We both wanted to start having kids. . At first he really wanted to do it. Now I don't feel like he wants it. It really crushes me because he doesn't understand how precise you have to be. There's only certain days. I'm also three years away from being 30. The older we get the harder it is for women to conceive. Sometimes I am so in love with him I just want him to love me in that way but he's too tired. I honestly feel like an old lady. He doesn't want to sleep with me anymore. He's always too tired or some excuse. I wonder if it's because I've put on a lot of weight and I'm not as attractive as I once was. I think we should just give up trying. Maybe stop having sex altogether. Besides he has his porn he can watch. The women on there are far more attractive than me. I think I'm just going to have to come to the term that we probably won't be having children for awhile and that I should start going back on bc because it hurts too much. Today is a good example. He wants to relax. Ok that's fine. I just cleaned the entire house. Do you think he could've offered to help? Nope.  Buts it's fine. It's like whatever. But he has to go relax in his room. With the door closed. I HATE when the door is closed. I don't understand why it has to be closed. It's not like I'm making loud noises in the kitchen. In fact I'm not making any noise.
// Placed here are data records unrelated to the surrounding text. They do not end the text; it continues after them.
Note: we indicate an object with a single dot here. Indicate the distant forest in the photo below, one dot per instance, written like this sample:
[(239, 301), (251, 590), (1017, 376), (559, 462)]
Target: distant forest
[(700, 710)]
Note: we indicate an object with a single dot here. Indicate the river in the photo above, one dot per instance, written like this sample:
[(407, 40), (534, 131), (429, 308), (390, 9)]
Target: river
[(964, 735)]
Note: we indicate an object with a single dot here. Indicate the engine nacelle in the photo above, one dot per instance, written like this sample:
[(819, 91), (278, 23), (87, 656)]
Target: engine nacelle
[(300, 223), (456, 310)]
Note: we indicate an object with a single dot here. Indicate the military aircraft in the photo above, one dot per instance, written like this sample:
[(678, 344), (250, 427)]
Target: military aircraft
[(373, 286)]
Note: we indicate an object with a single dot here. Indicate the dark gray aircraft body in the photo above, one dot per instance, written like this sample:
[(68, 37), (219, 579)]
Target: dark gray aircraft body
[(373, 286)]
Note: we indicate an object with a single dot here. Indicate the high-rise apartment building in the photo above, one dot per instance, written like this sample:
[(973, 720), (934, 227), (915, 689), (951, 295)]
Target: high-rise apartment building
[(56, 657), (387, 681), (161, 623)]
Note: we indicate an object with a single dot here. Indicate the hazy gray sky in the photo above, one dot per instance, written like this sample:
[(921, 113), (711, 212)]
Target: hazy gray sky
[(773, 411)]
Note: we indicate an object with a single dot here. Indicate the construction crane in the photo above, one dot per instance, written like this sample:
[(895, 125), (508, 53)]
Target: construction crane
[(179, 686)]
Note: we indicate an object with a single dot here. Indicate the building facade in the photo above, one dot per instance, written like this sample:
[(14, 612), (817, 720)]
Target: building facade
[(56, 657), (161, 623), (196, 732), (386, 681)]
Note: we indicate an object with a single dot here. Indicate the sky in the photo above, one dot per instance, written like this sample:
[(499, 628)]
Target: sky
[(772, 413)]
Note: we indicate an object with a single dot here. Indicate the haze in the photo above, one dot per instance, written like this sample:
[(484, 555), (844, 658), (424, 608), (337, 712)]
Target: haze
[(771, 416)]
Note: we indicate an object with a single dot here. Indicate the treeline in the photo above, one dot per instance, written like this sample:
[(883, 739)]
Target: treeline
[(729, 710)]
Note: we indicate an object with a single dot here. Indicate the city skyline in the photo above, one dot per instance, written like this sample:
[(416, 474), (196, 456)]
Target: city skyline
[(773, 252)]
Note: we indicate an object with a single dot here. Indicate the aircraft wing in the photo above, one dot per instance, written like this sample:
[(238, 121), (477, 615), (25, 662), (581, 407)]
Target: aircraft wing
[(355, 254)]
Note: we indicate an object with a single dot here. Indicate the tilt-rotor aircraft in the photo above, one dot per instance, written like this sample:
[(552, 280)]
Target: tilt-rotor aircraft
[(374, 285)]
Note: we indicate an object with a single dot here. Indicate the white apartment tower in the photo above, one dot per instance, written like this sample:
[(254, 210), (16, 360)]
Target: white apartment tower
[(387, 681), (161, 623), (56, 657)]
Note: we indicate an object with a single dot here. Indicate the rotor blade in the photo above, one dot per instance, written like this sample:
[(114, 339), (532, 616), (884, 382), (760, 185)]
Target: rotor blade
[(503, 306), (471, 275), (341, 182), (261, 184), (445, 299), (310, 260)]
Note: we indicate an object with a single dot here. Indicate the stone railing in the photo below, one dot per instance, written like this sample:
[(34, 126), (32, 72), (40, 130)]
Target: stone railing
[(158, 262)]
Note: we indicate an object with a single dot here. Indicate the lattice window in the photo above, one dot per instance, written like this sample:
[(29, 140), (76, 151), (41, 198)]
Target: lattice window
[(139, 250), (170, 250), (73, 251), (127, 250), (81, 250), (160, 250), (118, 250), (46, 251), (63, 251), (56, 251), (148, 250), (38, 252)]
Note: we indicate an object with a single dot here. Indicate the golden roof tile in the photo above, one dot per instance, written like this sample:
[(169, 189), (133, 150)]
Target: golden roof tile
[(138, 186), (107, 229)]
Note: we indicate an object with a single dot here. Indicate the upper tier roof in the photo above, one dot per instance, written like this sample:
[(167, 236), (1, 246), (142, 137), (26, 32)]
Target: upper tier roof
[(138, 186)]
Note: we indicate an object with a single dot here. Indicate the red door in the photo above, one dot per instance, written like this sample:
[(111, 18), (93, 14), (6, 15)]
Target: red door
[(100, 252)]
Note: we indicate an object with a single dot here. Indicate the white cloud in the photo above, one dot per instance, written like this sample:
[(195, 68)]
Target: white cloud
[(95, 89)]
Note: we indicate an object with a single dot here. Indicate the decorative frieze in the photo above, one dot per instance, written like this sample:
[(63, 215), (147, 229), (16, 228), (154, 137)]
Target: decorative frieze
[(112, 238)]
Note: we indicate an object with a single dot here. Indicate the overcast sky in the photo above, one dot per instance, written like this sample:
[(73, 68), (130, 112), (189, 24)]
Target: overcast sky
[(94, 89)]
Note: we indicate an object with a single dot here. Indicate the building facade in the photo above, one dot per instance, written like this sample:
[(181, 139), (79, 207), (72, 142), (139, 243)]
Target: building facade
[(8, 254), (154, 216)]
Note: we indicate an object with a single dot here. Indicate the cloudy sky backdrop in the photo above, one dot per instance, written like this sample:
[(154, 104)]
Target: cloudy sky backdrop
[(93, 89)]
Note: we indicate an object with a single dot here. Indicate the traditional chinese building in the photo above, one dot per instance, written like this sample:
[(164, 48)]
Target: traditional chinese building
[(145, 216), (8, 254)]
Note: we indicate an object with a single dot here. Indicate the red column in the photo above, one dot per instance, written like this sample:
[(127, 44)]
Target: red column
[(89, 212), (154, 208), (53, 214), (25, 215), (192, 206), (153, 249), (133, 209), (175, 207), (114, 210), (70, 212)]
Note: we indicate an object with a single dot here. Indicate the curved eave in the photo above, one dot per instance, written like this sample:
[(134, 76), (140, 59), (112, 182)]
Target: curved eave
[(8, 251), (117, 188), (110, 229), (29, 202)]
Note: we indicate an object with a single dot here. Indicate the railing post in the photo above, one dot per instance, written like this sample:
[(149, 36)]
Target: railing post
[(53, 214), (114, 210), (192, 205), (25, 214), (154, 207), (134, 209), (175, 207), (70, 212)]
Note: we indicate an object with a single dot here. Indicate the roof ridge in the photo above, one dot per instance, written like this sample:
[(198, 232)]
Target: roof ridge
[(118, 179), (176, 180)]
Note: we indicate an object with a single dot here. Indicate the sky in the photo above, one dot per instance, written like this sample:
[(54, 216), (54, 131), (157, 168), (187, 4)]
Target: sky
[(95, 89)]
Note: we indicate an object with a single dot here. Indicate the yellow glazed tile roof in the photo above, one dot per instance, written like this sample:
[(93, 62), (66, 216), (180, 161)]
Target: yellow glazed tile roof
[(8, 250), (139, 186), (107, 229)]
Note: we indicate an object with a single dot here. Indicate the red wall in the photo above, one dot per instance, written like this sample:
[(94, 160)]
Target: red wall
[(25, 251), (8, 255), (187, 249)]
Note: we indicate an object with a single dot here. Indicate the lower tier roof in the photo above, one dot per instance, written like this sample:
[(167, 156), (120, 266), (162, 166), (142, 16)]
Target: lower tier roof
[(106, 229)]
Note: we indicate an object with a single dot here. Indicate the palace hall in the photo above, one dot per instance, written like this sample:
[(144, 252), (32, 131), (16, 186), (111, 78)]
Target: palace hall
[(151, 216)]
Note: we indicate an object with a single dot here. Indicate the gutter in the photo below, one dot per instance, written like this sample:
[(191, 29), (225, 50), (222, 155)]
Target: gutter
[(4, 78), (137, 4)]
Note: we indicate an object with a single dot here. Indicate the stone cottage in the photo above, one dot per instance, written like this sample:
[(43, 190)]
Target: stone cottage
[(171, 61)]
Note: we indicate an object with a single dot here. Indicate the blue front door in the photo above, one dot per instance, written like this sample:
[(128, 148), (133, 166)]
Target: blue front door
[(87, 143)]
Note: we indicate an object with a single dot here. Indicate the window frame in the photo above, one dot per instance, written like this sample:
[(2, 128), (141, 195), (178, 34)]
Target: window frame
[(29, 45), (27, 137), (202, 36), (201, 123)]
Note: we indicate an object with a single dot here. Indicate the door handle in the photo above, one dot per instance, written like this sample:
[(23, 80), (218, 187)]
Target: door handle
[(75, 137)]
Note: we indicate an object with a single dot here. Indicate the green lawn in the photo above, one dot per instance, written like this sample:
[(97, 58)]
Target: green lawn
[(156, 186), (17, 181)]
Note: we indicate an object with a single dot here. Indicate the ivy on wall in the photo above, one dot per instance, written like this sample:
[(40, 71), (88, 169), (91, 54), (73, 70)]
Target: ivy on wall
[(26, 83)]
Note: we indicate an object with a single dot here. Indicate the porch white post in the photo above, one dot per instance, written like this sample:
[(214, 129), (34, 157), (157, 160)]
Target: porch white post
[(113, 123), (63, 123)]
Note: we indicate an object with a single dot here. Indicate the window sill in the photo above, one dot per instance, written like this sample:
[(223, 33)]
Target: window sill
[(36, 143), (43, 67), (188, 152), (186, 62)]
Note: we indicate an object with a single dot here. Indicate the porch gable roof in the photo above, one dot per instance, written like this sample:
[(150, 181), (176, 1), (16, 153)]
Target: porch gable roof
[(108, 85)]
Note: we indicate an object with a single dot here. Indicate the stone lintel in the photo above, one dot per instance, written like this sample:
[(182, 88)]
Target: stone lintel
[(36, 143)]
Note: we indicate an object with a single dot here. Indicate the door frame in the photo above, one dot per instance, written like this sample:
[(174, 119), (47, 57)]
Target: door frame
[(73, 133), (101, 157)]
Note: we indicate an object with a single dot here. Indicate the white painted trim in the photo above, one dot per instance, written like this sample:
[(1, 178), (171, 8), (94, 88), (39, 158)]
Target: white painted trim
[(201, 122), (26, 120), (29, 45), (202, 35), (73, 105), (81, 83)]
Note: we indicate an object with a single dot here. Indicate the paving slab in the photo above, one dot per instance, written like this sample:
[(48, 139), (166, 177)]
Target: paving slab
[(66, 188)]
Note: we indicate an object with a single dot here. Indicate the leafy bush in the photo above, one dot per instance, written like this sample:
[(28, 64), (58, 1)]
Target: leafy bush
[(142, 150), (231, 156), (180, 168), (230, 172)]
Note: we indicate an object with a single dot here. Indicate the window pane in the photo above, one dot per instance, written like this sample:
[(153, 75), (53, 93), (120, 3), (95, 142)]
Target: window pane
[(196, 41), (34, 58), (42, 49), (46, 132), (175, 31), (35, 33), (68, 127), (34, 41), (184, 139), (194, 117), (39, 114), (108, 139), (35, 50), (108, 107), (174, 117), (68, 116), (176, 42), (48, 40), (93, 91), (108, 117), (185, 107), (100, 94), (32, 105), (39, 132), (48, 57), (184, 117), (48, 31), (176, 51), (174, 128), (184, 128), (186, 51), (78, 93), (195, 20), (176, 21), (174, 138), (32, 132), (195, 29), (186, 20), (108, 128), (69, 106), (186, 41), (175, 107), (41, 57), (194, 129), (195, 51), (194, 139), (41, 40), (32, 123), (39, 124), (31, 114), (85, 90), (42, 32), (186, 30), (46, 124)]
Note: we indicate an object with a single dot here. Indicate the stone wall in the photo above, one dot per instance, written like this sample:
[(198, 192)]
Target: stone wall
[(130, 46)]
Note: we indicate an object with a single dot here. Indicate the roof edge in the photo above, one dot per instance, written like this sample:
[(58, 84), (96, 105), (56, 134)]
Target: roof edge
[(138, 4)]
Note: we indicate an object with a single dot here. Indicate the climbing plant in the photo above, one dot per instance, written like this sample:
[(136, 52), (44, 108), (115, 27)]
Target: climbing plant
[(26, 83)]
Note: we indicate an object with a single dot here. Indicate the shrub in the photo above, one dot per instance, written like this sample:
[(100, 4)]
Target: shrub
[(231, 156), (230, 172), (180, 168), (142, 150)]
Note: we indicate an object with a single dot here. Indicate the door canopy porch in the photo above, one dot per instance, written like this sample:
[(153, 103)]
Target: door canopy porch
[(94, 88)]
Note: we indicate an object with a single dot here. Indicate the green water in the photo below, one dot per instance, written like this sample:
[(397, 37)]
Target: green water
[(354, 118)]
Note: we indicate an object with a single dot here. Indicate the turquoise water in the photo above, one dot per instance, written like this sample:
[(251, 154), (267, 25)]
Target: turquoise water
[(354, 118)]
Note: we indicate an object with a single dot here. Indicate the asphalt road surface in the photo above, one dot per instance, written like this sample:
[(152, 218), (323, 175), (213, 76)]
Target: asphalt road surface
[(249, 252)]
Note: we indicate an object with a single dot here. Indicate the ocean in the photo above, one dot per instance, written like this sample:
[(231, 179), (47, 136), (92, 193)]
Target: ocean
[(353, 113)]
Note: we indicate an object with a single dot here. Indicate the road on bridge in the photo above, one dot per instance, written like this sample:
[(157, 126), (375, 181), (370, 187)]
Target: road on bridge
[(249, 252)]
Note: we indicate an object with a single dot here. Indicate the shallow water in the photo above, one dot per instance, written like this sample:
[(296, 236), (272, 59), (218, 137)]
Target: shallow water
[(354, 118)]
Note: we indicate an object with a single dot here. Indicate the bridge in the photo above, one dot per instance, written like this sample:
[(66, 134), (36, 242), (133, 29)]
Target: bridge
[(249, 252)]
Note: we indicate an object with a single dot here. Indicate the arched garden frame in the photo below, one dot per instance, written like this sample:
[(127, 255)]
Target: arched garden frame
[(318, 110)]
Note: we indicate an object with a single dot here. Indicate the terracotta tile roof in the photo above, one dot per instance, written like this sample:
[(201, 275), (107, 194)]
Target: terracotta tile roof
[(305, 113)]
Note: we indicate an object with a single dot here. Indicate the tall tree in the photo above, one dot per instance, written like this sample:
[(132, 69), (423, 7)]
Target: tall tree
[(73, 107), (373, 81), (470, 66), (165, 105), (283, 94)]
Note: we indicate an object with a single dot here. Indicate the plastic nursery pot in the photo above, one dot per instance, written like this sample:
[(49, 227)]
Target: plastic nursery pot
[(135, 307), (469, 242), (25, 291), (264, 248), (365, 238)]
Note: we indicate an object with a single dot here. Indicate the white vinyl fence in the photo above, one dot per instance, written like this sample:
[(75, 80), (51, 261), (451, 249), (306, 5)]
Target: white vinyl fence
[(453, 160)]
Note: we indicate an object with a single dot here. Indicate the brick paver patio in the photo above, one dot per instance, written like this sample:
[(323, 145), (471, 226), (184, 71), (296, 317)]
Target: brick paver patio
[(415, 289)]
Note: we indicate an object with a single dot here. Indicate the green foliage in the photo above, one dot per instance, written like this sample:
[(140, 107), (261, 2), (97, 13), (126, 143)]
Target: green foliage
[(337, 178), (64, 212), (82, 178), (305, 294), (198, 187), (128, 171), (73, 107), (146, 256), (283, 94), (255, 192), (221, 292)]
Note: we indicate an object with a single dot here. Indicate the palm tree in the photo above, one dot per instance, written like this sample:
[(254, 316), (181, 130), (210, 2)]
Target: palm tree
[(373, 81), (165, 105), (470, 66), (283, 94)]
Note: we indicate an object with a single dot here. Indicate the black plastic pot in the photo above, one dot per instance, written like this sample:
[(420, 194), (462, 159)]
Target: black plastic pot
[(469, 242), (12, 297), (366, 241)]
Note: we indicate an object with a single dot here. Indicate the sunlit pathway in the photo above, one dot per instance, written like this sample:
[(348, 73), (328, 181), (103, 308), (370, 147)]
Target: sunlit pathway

Is it all just innocent? Him just watching his shows for his league thing or is it more? Is he in there watching porn? Maybe I should start watching it. 
I'm just so tired and lonely. I can't even sleep at night. He doesn't know that I cry myself to sleep. Is it so bad that I want to be loved at showered with positive attention. Growing up I was the one person everyone could count on. I made other people happy. I wanted someone to do the same for me. I want to be loved just for me. I want to stop questioning it. Maybe I should see a therapist? Maybe they would be able to help me with my problems. And help me to stop questioning myself and the people who love me.